Chihiro Onitsuka is fool enough to think that she is imperfect.

Chihiro knows she needs to be in love.

She knows she wastes too much time.

鬼束ちひろが「愛が必要だ」と歌ったということは、
彼女に今、愛が必要だ、ということだと思う。

彼女の自己表現は、歌詞を通じてしかなされない。
と、「彼女」を聴き続けてきた私は考えます。



考えてみると、彼女の行動は、世界のimperfectionを体現している。
私たちファンは、彼女の行動から、世界のimperfectionを感じる。

ファンという属性が機能しうるのは、ミュージシャンの言動や表現から、
世界のimperfectionの断片を読み取るときである、と私は考えます。

imperfectionこそが、人間のunique(特殊性)を担保している。
そう考えます。

世界のperfectionしか感じさせないミュージシャンは、その内飽きられ、
捨て去られる運命にあるのではないでしょうか?

トルストイの言葉をもじれば、〈完全さはみな似通っているが、不完全さは不幸の相もさまざまである〉ということになります。

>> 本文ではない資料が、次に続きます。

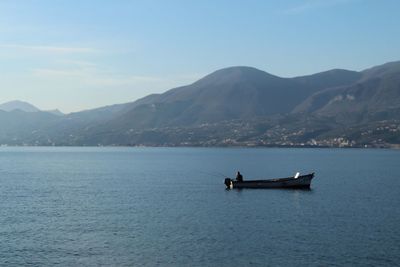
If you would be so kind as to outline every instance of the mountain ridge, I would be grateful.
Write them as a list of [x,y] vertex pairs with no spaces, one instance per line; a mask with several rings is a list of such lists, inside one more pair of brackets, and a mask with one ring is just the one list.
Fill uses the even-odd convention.
[[0,112],[0,144],[400,146],[399,66],[293,78],[229,67],[161,94],[63,116]]

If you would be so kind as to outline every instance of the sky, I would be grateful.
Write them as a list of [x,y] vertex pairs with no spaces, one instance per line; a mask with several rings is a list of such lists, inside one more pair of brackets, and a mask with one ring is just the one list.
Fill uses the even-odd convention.
[[0,103],[65,113],[229,66],[281,77],[400,60],[398,0],[0,0]]

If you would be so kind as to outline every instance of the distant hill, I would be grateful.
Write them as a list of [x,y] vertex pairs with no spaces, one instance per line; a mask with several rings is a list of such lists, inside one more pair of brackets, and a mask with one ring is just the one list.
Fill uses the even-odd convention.
[[0,105],[0,144],[400,147],[400,62],[294,78],[230,67],[134,102],[32,107]]
[[357,72],[334,70],[281,78],[251,67],[230,67],[191,85],[126,106],[130,110],[117,118],[112,127],[189,126],[285,114],[326,86],[348,84],[360,76]]
[[0,110],[3,111],[13,111],[13,110],[21,110],[24,112],[38,112],[40,111],[37,107],[29,104],[28,102],[14,100],[10,102],[6,102],[0,104]]
[[294,112],[351,123],[400,118],[400,62],[365,70],[357,82],[349,85],[316,92]]

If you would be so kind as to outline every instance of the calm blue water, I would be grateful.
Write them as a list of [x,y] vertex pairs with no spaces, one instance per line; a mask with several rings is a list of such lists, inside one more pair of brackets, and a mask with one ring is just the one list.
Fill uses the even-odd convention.
[[400,264],[400,151],[0,148],[0,180],[2,266]]

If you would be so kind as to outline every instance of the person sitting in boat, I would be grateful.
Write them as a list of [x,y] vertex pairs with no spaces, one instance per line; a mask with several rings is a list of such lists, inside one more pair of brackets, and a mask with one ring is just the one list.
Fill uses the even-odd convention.
[[240,173],[240,171],[238,171],[236,174],[236,181],[243,182],[243,175]]

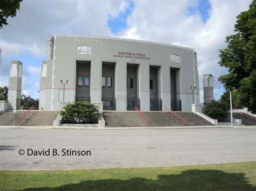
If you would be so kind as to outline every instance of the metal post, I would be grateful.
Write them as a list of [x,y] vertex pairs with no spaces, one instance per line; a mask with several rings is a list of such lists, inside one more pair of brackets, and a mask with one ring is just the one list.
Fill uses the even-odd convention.
[[65,84],[63,84],[63,102],[65,97]]
[[194,104],[194,90],[192,89],[192,103]]
[[233,127],[233,111],[232,111],[232,98],[231,95],[231,91],[230,91],[230,117],[231,118],[231,126]]
[[62,84],[63,85],[63,102],[64,102],[64,97],[65,97],[65,85],[68,84],[68,82],[69,82],[69,81],[66,80],[66,83],[63,83],[63,81],[62,80],[60,80],[60,83],[62,83]]
[[190,89],[191,89],[191,90],[192,91],[192,104],[194,104],[194,91],[196,89],[196,87],[193,87],[192,86],[190,87]]

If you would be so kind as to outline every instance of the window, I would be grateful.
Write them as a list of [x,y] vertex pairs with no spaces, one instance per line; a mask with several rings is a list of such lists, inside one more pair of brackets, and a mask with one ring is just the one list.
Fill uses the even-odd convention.
[[107,77],[107,87],[112,87],[112,77]]
[[90,77],[84,76],[84,86],[89,87],[90,84]]
[[83,86],[83,76],[78,76],[78,86]]
[[127,79],[127,87],[129,88],[133,88],[133,79]]
[[170,60],[173,62],[180,62],[180,56],[177,54],[171,54],[170,55]]
[[153,89],[153,80],[150,80],[150,88]]
[[150,102],[150,107],[151,108],[154,107],[154,102]]
[[106,77],[102,77],[102,86],[106,87]]
[[127,105],[129,108],[132,108],[134,107],[134,102],[133,101],[129,101],[127,102]]
[[103,101],[103,105],[105,107],[113,107],[112,101]]

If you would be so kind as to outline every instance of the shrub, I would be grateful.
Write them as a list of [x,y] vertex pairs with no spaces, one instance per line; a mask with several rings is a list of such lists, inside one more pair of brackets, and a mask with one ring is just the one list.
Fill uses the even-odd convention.
[[87,101],[77,101],[66,105],[60,111],[65,122],[90,123],[97,119],[98,107]]
[[203,112],[209,117],[217,119],[218,117],[227,116],[229,105],[224,102],[212,100],[203,109]]

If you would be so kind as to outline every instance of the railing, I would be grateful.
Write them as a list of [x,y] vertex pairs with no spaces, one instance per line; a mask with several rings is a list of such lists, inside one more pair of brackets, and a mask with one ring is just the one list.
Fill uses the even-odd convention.
[[102,98],[103,110],[116,110],[116,98]]
[[172,111],[181,111],[181,100],[171,100],[171,105]]
[[150,111],[161,111],[162,100],[150,99]]
[[134,107],[137,106],[140,109],[140,101],[139,98],[127,98],[127,110],[134,110]]
[[245,113],[243,113],[242,112],[238,112],[240,116],[244,116],[245,117],[248,118],[252,120],[256,120],[255,117],[253,117],[253,116],[250,116],[250,115],[248,114],[245,114]]
[[80,96],[76,97],[76,101],[86,101],[87,102],[91,102],[91,97]]
[[177,112],[173,112],[173,111],[171,110],[171,111],[170,111],[170,114],[171,114],[171,116],[172,117],[175,118],[176,120],[177,121],[179,121],[180,122],[181,122],[183,124],[183,125],[187,125],[187,121],[185,119],[184,119],[183,117],[180,116]]
[[147,126],[150,126],[150,121],[149,120],[149,119],[144,115],[144,114],[143,114],[143,113],[139,110],[139,108],[137,107],[137,106],[135,106],[134,107],[134,109],[136,111],[138,112],[138,114],[139,114],[139,116],[141,118],[142,118],[142,119],[143,119],[143,121],[144,121]]
[[35,106],[33,105],[32,105],[29,109],[25,111],[22,115],[18,118],[17,120],[17,124],[18,126],[21,126],[22,123],[24,120],[26,118],[26,117],[30,114],[30,112],[33,110],[35,109]]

不完全さからしか、私たちは、自らの唯一無二性を確認できません。

鬼束ちひろの曲を聴いて、私はとても哀しい気持ちになります。
なぜなら、彼女のimperfectioが、あまりにもperfectだからです。

徹底的にimperfectionのことを考えてきたものだけが発揮できる、imperfectionのperfectな実態を、彼女の声から感じることができる私たちは、自分のimperfectionを認めてもらったような気がして、思わず涙を流すのです。